Compaction requests and workers can be assigned to pools. A worker assigned to a specific pool will only process compaction requests in that pool. Workers and compaction requests without pool assignment are implicitly belong to the default pool. The pooling concept allows fine tuning of processing compaction requests. For example it is possible to create a pool name ‘high priority compaction’, assign some frequently modified tables to it, and dedicate a set of workers to this pool. As a result, the compaction requests for these tables will be immediately picked up by the dedicated workers, even if there are several other compaction requests (enqueued earlier) in the default queue.

Pool assignment

Compaction requests can be assigned to pools in three different ways.

Automatic pool assignment

Databases, tables and partitions can be assigned to compaction pools through the

hive.compactor.worker.pool={pool_name}

Database/Table property. If the property is set on Database level, it applies to all tables and partitions. The pool also can be assigned on a table/partition level, in this case it overrides the Database level value (if set).
If any of the above is set, it is used by the Initiator during the creation of the compaction requests.

Manual pool assignment

The compaction request also can be assigned to a pool by using the ALTER TABLE COMPACT command (E.g. manual compaction). If provided, this value overrides the hive.compactor.worker.pool value on any level.

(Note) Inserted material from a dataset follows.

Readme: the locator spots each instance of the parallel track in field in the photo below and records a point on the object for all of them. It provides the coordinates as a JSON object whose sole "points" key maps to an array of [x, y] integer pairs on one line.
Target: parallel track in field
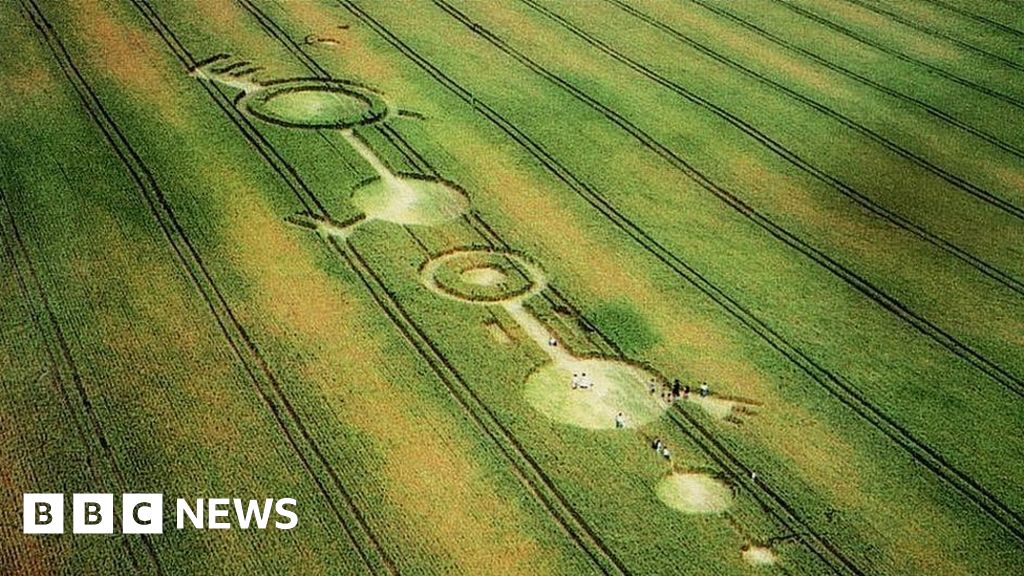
{"points": [[1007, 280], [47, 325], [241, 343], [929, 31], [957, 182], [980, 18], [838, 68], [844, 31], [836, 385]]}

ALTER TABLE COMPACT table_name POOL 'pool_name';

Implicit pool assignment

Tables, partitions and manual compaction requests without specified pool name are implicitly assigned to the default pool.

Pool timeout

If a compaction request is not processed by any of the labeled pools within a predefined period, it falls back to the default pool. The timeout can be set through the

hive.compactor.worker.pool.timeout

configuration property. This approach is to cover the following use cases:

The request is accidentally assigned to a non-existent pool. (E.g.: Typo in the pool name when issuing an ALTER TABLE COMPACT command.
Typo in the DB or table property used by the initiator to create compaction requests.
A HS2 instance is stopped due to a scaledown or schedule, and its pending compaction requests still should be processed.

The timeout can be disabled by setting the configuration property to 0.

Labeled worker pools

The labeled worker pools can be defined through the

hive.compactor.worker.{poolname}.threads={thread_count}

configuration setting. Please note that in this case the configuration key is also dynamic.

Default pool

The default pool is responsible for processing the non-labeled and timed-out compaction requests. On a cluster-wide level, at least 1 worker thread on at least one node should be assigned to the default pool, otherwise compaction requests may never be processed.

Worker allocation

The already existing hive.compactor.worker.threads configuration value holds the maximum number of worker threads. The worker allocation happens as follows:

Labeled pools are initialized in a sequential manner with random ordering.
Each pool decreases the number of available workers by its own worker count.
If the number of assignable workers is less than the configured one, the pool size will be adjusted (In other words: if the requested pool size is 5 but there are only 3 workers remaining, than the pool size will be decreased to 3).
If the number of assignable workers is 0, the pool won’t be initialized.
All remaining workers not used up by the labeled pools, are assigned to the default pool.

The worker allocation can be configured per HS2 instance.